Early versions of TCA did not have stable store identity: every time you scoped a store it would create a brand new object and set up a subscription with the parent store to synchronize. Over time, TCA evolved to keep child stores around in the parent, but we needed a stable, hashable way of identifying a store. Closures are not hashable and so we cannot compute a stable key for which the child can live.

The plan is to completely remove closure-based scoping in the next major version of TCA, so we would need a different solution here than the proposed PR.

My initial implementation was receiving a run-time warning about this deprecation. I silenced the warning by defining canStoreCacheChildren to be true. Is this legit?

Unfortunately not, as children are not being cached in the store’s dictionary.

Is there a better way to handle this?

I think it actually is possible for you to define a key path and a case key path here. It's an advanced use case so the current solution I managed to come up with gets into the weeds a bit, but let's see if you can employ it:

// An example of a protocol-based domain:
protocol ChildState: ObservableState {}
protocol ChildAction: CasePathable {}

// An implementation of the domain:
@Reducer
struct Child {
  @ObservableState
  struct State: ChildState {}
  enum Action: ChildAction {}
}

// A parent domain holding child domain as existentials:
@Reducer
struct Parent {
  struct State {
    var child: any ChildState
  }
  enum Action {
    case child(any ChildAction)
  }
}

// A trivial hashable type to allow key path subscripts to be hashable.
struct HashableType<T>: Hashable {
  init(_: T.Type) {}
  static func == (lhs: Self, rhs: Self) -> Bool { true }
  func hash(into hasher: inout Hasher) {}
}

// A key path subscript for scoping into child state.
extension ChildState {
  subscript<T: ChildState>(as _: HashableType<T>) -> T {
    self as! T
  }
}

// A case key path subscript for scoping into child actions.
//
// This type is typically an implementation detail of CasePaths,
// but can be extended in advanced cases like this one to derive
// case key paths.
extension Case<any ChildAction> {
  subscript<T: ChildAction>(as _: HashableType<T>) -> Case<T> {
    Case<T>(embed: { $0 as any ChildAction }, extract: { $0 as? T })
  }
}

// An example scoping:
func example(_ store: StoreOf<Parent>) {
  store.scope(
    state: \.child[as: HashableType(Child.State.self)],
    action: \.child[as: HashableType(Child.Action.self)]
  )
}

It's a lot, but hopefully it unblocks you. I've only explored the store aspect of things, so more work will need to be done in the reducer layer to embed the child business logic in the parent domain.

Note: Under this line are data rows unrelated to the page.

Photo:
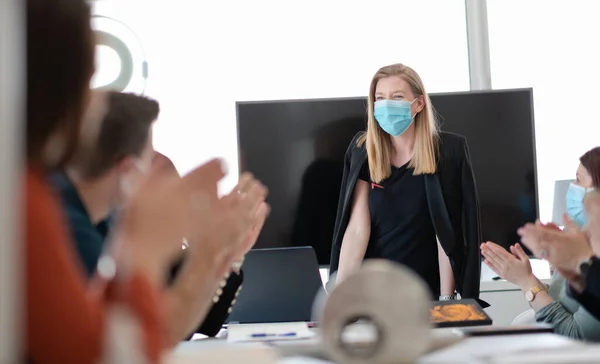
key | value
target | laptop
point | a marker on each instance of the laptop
(280, 285)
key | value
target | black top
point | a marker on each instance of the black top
(453, 207)
(401, 227)
(89, 240)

We'll have to consider if there are better ways for us to allow folks to define custom kinds of scoping that play nicely with store/reducer identity, either by exposing the underlying "core" functionality in a public way, or perhaps with a scope(id:) that allows you to choose what the identity of a child store is. We're open to ideas here if you have any, either sketches of potential APIs that would help you, or otherwise.

[larryatkin]

Thanks for the quick reply. This makes sense to me. I'll see how this works in the actual app. I'll let you know if I have other ideas.